Анна подошла к Петру, он взял ее за подбородок, пристально взглянул ей в глаза и поцеловал в лоб.
– Погладил бы я тебя, Аннушка, по старой привычке по головке, да вишь какой шевелюр ты взбила, помять его боюсь.
– Не бойтесь, ваше величество, коли и помять изволите, так ведь мне шевелюр мой взобьют, – игриво отвечала девушка.

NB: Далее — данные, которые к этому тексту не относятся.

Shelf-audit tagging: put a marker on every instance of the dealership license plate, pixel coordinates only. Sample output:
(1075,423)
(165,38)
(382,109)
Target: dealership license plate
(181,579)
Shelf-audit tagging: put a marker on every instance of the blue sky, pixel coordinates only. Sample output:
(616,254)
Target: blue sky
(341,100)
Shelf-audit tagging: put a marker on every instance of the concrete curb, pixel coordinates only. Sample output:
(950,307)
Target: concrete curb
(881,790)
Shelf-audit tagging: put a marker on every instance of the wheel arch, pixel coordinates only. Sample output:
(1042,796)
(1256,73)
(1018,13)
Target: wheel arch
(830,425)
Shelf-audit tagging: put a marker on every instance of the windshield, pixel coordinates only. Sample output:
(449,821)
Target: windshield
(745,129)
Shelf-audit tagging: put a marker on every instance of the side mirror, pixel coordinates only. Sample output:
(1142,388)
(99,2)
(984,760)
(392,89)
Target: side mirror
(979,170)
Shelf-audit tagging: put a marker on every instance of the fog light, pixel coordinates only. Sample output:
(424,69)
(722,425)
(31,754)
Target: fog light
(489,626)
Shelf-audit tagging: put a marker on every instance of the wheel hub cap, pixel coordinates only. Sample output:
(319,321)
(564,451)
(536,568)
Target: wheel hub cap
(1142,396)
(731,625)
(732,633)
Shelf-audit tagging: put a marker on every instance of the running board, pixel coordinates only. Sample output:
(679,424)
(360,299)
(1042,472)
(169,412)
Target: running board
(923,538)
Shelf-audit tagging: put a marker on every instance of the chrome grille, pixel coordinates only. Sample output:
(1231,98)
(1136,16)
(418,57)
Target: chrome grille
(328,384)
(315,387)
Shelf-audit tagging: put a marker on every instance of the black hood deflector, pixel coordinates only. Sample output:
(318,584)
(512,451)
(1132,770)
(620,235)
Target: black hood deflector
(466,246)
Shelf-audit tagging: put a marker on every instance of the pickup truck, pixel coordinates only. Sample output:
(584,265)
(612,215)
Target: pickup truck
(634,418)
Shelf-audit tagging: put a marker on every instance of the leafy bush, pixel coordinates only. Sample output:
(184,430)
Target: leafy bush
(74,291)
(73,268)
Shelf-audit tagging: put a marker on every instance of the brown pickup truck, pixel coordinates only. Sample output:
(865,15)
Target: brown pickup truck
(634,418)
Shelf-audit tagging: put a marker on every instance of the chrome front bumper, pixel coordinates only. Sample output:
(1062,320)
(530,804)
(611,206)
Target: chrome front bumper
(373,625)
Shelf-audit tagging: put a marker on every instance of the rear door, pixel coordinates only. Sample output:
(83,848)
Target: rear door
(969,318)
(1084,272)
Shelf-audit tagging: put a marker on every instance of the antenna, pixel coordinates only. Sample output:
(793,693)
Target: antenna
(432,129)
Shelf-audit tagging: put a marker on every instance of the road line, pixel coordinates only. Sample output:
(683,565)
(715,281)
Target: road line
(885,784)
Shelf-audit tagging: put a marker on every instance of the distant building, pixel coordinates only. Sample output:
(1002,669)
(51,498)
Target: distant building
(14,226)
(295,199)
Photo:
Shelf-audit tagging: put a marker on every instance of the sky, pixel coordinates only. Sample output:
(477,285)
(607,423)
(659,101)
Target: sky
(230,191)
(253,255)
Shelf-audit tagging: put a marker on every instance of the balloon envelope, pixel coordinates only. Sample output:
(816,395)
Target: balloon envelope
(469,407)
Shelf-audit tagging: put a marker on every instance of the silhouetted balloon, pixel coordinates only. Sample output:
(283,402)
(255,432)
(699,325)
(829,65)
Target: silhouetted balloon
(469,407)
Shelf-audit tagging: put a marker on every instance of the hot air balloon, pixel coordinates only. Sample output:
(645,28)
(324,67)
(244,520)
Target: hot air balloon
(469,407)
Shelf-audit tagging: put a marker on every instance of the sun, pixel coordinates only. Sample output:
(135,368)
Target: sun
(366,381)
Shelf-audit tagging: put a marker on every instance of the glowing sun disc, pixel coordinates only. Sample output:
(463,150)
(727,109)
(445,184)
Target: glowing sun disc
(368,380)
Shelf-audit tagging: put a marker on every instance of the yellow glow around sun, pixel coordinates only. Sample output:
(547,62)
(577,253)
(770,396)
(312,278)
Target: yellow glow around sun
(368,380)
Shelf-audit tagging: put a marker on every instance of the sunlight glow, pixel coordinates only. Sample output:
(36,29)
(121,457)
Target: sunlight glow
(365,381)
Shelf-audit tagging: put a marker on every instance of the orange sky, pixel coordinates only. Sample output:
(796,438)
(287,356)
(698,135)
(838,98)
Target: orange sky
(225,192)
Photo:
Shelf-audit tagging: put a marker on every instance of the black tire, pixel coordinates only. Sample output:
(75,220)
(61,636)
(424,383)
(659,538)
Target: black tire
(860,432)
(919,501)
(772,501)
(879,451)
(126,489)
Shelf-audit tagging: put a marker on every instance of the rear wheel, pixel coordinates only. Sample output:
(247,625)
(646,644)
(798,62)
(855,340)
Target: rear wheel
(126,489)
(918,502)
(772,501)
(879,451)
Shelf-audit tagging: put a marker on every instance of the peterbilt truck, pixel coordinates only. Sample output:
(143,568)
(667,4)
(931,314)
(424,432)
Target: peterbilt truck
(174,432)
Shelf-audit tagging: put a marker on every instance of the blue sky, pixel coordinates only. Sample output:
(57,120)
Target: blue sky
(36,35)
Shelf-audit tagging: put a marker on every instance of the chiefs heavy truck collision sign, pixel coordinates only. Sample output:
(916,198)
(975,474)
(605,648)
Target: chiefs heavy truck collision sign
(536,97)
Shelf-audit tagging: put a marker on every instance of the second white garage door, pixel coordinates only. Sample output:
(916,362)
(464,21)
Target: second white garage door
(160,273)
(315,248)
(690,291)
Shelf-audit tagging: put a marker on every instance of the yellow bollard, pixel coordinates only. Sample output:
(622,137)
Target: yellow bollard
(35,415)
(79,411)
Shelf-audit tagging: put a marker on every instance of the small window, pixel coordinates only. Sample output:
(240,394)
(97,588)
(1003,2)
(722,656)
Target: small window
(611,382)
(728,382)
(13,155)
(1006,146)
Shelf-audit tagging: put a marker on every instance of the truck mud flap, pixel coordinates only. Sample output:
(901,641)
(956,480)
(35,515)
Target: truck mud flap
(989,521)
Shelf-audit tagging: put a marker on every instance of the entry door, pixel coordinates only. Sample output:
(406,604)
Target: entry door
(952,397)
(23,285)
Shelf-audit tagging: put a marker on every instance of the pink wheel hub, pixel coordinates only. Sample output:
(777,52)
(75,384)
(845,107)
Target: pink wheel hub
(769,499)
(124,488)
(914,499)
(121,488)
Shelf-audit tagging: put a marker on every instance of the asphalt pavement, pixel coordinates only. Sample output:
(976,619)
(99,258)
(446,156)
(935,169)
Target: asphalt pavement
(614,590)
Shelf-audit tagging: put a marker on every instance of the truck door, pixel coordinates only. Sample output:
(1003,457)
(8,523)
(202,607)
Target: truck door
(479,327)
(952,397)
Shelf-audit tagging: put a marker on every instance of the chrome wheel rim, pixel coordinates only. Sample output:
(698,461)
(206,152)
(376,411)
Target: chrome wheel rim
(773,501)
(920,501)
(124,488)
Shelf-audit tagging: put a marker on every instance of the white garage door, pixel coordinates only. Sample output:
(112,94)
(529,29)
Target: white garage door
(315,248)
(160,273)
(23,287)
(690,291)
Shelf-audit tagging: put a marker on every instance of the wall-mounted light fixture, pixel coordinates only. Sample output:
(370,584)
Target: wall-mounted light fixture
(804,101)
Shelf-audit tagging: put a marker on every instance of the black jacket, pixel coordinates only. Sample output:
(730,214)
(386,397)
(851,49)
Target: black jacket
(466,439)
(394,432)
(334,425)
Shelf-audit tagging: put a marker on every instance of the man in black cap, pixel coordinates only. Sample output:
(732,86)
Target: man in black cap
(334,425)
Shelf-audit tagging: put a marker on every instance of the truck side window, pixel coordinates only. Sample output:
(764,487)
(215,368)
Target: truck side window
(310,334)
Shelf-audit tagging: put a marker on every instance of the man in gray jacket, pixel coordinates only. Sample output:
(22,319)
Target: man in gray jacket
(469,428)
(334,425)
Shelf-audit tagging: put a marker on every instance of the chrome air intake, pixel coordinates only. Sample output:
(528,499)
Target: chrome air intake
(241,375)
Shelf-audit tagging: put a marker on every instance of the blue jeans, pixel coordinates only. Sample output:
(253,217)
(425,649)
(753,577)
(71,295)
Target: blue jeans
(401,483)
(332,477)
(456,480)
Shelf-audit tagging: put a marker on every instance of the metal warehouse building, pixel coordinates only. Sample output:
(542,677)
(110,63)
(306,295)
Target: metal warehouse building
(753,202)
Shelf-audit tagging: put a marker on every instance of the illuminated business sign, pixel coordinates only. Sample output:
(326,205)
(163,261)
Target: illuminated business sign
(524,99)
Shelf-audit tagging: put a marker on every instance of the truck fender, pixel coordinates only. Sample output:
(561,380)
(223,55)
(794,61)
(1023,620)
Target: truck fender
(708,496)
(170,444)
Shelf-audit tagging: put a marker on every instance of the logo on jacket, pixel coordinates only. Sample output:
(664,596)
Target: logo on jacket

– Какая она у тебя, Гаврила Иваныч, и прыткая и складная, – сказал Петр, присматриваясь к Анне, – недаром же она слывет первой танцоркой в Петербурге. Любишь танцевать, Аннушка?
– Даже и очень.
– И я в молодости любил танцевать. Бывало, смотришь в Москве, в Кукуевской слободе, как пляшут немцы, так в душе завидуешь им. Хотел было и я в пляс еще в Москве пуститься, да все удерживался. Думал, узнают москвичи, что я пляшу, так на смех меня подымут, а смех пуще всего вреден для властедержателей. Пусть клевещут и бранят, как хотят, это перенести можно, а как высмеют – это уж негоже. Заговорили бы на Москве: «Царь пляшет!» Вот и конец всякому ко мне уважению. Подучил меня плясать тайком Лефорт перед первым моим отъездом в чужие земли. А вот ты теперь, Аннушка, послушай, что я рассказывать буду, – это вашей женской породы касается. Приехали мы в Кенигсберг, а там тем временем проживала маркграфиня Байретская – бой-баба! Устроила она в честь мою препышную ассамблею и на этой ассамблее подвела меня к какой-то немецкой графинюшке: «Потанцуйте, мол, с нею, ваше величество». Вижу, немочка пригоженькая. Взял я ее «валец», по немецкому обычаю, за бока. Господи помилуй, думаю я, да что это такое: или у здешних немок ребра не так, как у других женщин? Знаю, что у всех идут ребра поперек корпуса, а у этой немки моей – вдоль, или, как говорят в геометрической науке, не горизонтально, а вертикально. Проплясал я с ней валец да и рассказываю моим спутникам о таком диве, а около меня немцы ну шептаться: что, мол, сказал царь? – «Да говорит, что у здешних немок ребра не такие, как у всех женщин». Все так и померли со смеху, а маркграфиня после того каждый раз, как взглянет на меня, так и зальется хохотом без всякой удержи. Потом мне объяснили, что немки кенигсбергские переняли от французинок корсеты, сшитые на крепких китовых усах, и что корсеты эти называются у них шнурбрустами, ну а на ощупь китовые подпорки вкруг всего корпуса кажутся ребрами, да и только. Маркграфиня не только похохотала надо мною, но, как говорят, записала об этом казусе в своем «юрнале»[13], а шутники переиначили мои слова и говорили, будто я пустил о немках диковинную небывальщину.